If they opened a window on the place of the giant poster, you would see more or less the same as on the poster: the Gothic cathedral of Mallorca:

On the way back, the “old gallery” almost opposite the hotel is also closed. Although I do not remember of having ever seen it open in the twenty years since I have been coming to Mallorca.

Its being a gallery is only confirmed by the ad hoc exhibition on the façade. To the left of the gate, a “found poem”, written in chalk:

I want to sleep a while. A while, a minute, a century. But all must know that I have not died, Federico is alive.


Federico García Lorca: Gacela de la muerte oscura (The ghazal of the dark death)

Quiero dormir el sueño de las manzanas
Alejarme del tumulto de los cementerios.
Quiero dormir el sueño de aquel niño
Que quería cortarse el corazón en alta mar.

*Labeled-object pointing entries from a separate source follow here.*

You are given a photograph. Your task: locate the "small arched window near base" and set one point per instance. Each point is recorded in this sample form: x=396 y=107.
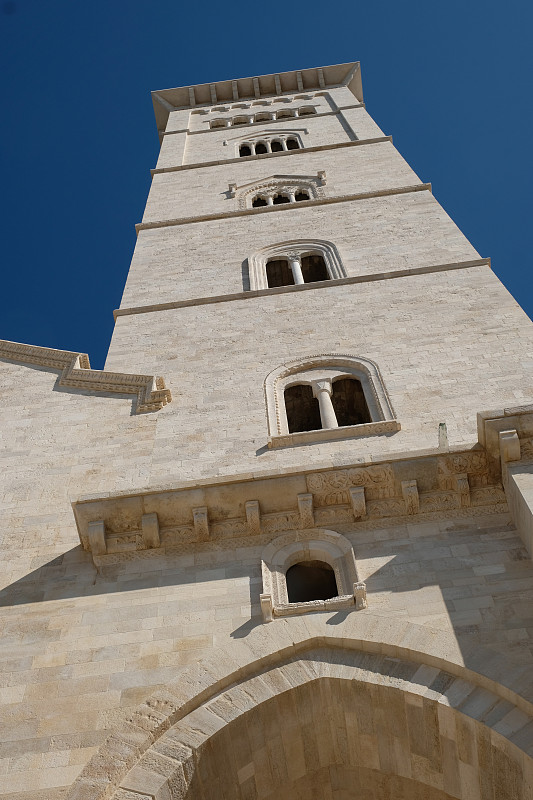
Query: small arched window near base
x=314 y=570
x=327 y=398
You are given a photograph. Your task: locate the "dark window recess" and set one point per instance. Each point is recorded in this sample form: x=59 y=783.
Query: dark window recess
x=279 y=273
x=310 y=580
x=349 y=402
x=314 y=269
x=303 y=412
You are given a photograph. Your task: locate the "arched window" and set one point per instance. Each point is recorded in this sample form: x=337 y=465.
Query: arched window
x=310 y=261
x=310 y=580
x=302 y=409
x=279 y=273
x=314 y=569
x=327 y=397
x=349 y=402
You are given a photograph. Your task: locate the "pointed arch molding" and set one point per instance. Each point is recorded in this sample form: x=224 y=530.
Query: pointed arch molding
x=303 y=247
x=311 y=369
x=151 y=392
x=155 y=753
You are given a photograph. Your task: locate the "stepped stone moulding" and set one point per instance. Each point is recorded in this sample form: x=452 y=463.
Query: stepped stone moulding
x=151 y=391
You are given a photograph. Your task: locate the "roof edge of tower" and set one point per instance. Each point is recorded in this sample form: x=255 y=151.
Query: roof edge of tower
x=253 y=88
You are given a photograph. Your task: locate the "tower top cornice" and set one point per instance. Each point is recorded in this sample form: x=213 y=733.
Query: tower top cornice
x=254 y=88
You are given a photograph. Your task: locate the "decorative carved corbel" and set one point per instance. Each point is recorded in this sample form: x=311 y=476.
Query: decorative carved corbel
x=410 y=495
x=358 y=501
x=359 y=593
x=509 y=446
x=96 y=535
x=305 y=507
x=150 y=530
x=266 y=607
x=201 y=523
x=463 y=487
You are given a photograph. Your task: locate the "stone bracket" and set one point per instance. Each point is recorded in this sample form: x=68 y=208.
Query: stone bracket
x=253 y=516
x=358 y=501
x=96 y=535
x=201 y=522
x=509 y=446
x=359 y=593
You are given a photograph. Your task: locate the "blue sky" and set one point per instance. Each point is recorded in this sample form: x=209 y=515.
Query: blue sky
x=451 y=82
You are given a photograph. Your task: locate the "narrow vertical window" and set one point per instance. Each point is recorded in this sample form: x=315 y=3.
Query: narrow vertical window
x=349 y=402
x=279 y=273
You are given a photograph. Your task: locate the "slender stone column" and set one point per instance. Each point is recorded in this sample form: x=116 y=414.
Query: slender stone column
x=322 y=390
x=296 y=266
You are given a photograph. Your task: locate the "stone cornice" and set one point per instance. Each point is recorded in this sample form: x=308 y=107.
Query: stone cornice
x=346 y=198
x=262 y=123
x=245 y=159
x=305 y=287
x=293 y=82
x=151 y=393
x=456 y=483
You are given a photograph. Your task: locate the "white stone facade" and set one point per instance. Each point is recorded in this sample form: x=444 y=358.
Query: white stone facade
x=150 y=511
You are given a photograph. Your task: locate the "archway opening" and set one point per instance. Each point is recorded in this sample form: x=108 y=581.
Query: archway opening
x=349 y=402
x=303 y=411
x=310 y=580
x=279 y=273
x=314 y=269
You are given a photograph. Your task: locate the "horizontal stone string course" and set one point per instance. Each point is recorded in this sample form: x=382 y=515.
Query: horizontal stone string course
x=167 y=223
x=283 y=154
x=151 y=391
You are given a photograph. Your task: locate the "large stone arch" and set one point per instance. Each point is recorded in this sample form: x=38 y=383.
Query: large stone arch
x=387 y=709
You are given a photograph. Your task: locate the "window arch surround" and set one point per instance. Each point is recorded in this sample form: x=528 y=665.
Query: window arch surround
x=314 y=544
x=294 y=248
x=323 y=370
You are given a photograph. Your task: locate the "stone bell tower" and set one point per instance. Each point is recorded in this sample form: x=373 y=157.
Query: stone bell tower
x=297 y=564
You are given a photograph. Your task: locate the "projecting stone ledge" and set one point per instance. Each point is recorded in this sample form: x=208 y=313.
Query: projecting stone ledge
x=151 y=393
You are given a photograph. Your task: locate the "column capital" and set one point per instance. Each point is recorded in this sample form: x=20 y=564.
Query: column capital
x=322 y=386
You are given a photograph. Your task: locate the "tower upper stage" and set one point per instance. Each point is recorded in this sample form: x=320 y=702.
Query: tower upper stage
x=167 y=100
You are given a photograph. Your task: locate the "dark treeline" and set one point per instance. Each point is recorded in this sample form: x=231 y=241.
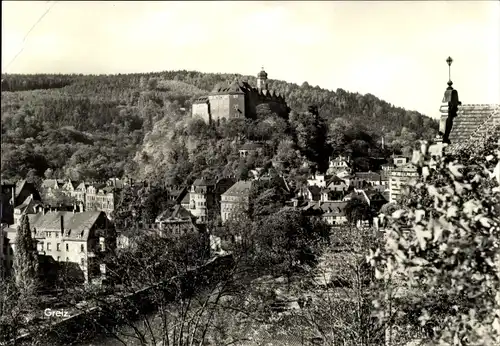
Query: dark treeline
x=98 y=126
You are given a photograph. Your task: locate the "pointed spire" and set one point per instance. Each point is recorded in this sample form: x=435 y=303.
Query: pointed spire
x=449 y=61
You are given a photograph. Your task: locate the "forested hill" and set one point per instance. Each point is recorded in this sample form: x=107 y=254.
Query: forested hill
x=99 y=126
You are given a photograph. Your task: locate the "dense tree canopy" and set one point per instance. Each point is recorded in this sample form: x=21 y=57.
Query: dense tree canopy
x=92 y=127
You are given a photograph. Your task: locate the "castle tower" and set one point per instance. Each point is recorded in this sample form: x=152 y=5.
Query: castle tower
x=262 y=80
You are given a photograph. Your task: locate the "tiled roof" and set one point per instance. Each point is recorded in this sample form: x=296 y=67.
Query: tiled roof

No quiero que me repitan que los muertos no pierden la sangre;
Que la boca podrida sigue pidiendo agua.
No quiero enterarme de los martirios que da la hierba,
Ni de la luna con boca de serpiente
Que trabaja antes del amanecer.

Quiero dormir un rato,
Un rato, un minuto, un siglo;
Pero que todos sepan que no he muerto;
Que haya un establo de oro en mis labios;
Que soy un pequeño amigo del viento Oeste;
Que soy la sombra inmensa de mis lágrimas.

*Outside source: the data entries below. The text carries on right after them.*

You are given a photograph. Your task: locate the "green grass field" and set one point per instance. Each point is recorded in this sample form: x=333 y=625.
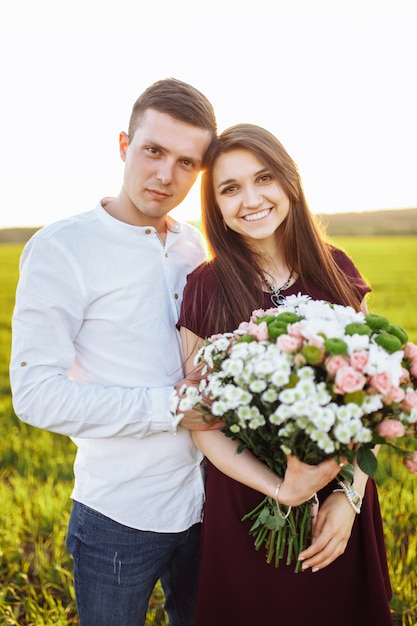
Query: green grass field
x=36 y=467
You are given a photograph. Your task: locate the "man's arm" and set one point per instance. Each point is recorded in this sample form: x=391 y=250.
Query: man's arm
x=49 y=312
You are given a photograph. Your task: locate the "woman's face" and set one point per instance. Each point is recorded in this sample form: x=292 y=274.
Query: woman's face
x=250 y=198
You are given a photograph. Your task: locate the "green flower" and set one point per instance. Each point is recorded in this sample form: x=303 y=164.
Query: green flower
x=398 y=331
x=377 y=322
x=245 y=339
x=356 y=397
x=389 y=342
x=356 y=328
x=277 y=328
x=289 y=317
x=335 y=346
x=313 y=354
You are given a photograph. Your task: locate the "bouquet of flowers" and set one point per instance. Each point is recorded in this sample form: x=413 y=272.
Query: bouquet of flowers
x=314 y=380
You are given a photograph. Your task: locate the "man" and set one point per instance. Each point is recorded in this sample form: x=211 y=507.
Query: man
x=96 y=356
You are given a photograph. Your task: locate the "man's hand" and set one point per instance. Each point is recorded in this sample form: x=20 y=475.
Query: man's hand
x=193 y=419
x=331 y=532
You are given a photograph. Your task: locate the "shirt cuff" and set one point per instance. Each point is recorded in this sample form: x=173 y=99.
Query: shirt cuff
x=164 y=401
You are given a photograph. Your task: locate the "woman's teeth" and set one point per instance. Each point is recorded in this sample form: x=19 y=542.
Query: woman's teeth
x=256 y=216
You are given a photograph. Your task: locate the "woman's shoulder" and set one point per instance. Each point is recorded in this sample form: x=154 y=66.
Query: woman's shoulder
x=202 y=275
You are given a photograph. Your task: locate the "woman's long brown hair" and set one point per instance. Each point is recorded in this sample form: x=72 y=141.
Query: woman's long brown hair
x=236 y=266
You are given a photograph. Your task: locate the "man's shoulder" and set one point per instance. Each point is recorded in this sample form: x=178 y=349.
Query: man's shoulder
x=66 y=225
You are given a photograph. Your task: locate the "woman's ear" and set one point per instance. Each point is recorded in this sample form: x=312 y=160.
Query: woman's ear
x=123 y=143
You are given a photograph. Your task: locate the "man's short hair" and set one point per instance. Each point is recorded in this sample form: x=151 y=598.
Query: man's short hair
x=178 y=99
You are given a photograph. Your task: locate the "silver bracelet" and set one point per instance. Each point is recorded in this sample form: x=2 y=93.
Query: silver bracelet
x=280 y=513
x=353 y=497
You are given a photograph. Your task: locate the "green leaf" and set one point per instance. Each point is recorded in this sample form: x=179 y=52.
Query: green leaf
x=367 y=461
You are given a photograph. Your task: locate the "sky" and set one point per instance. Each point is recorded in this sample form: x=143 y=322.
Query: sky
x=334 y=80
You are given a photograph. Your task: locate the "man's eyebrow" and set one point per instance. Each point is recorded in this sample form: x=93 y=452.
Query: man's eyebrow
x=182 y=157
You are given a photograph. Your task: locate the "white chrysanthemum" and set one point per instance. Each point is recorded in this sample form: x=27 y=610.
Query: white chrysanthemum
x=302 y=422
x=256 y=422
x=257 y=386
x=270 y=395
x=412 y=417
x=323 y=397
x=232 y=367
x=218 y=408
x=362 y=433
x=287 y=430
x=323 y=419
x=381 y=361
x=356 y=343
x=188 y=401
x=235 y=396
x=372 y=403
x=306 y=373
x=347 y=314
x=280 y=415
x=287 y=396
x=244 y=413
x=342 y=432
x=264 y=367
x=323 y=441
x=305 y=389
x=301 y=407
x=281 y=376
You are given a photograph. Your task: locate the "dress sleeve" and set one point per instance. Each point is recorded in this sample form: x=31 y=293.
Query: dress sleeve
x=197 y=293
x=349 y=268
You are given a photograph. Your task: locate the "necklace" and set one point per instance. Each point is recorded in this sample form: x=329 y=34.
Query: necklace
x=276 y=297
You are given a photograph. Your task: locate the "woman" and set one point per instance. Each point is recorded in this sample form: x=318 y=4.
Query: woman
x=265 y=245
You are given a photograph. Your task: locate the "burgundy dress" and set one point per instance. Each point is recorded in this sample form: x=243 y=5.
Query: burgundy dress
x=236 y=585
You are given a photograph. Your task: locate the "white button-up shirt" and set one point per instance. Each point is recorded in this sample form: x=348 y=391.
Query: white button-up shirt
x=95 y=355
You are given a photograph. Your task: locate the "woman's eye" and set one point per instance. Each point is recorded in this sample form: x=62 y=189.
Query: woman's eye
x=265 y=178
x=229 y=189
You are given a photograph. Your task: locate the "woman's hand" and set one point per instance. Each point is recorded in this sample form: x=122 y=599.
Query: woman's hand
x=301 y=481
x=331 y=532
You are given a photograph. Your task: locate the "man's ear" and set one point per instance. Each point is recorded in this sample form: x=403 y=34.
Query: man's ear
x=123 y=143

Cúbreme por la aurora con un velo,
Porque me arrojará puñados de hormigas,
Y moja con agua dura mis zapatos
Para que resbale la pinza de su alacrán.

Porque quiero dormir el sueño de las manzanas
Para aprender un llanto que me limpie de tierra;
Porque quiero vivir con aquel niño oscuro
Que quería cortarse el corazón en alta mar.

I want to sleep the dream of the apples,
to withdraw from the tumult of the cemeteries.
I want to sleep the dream of that child, who
wanted to cut his heart on the high seas.

I don't want to hear again that the dead do not lose their blood
That the putrid mouth goes on asking for water
I don't want to learn of the tortures of the grass
Nor of the moon with the serpent's mouth that labors before dawn

I want to sleep a while
A while, a minute, a century
But all must know that I have not died
That there is a stable of gold in my lips
That I am the small friend of the west wind
That I am the immense shadow of my tears

Cover me at dawn with a veil
Because dawn will throw fistsful of ants at me
And wet with hard water my shoes
So that the pincers of the scorpion slide

For I want to sleep the dream of the apples
To learn a lament that will cleanse me of the earth
For I want to live with that dark child
Who wanted to cut his heart on the high seas.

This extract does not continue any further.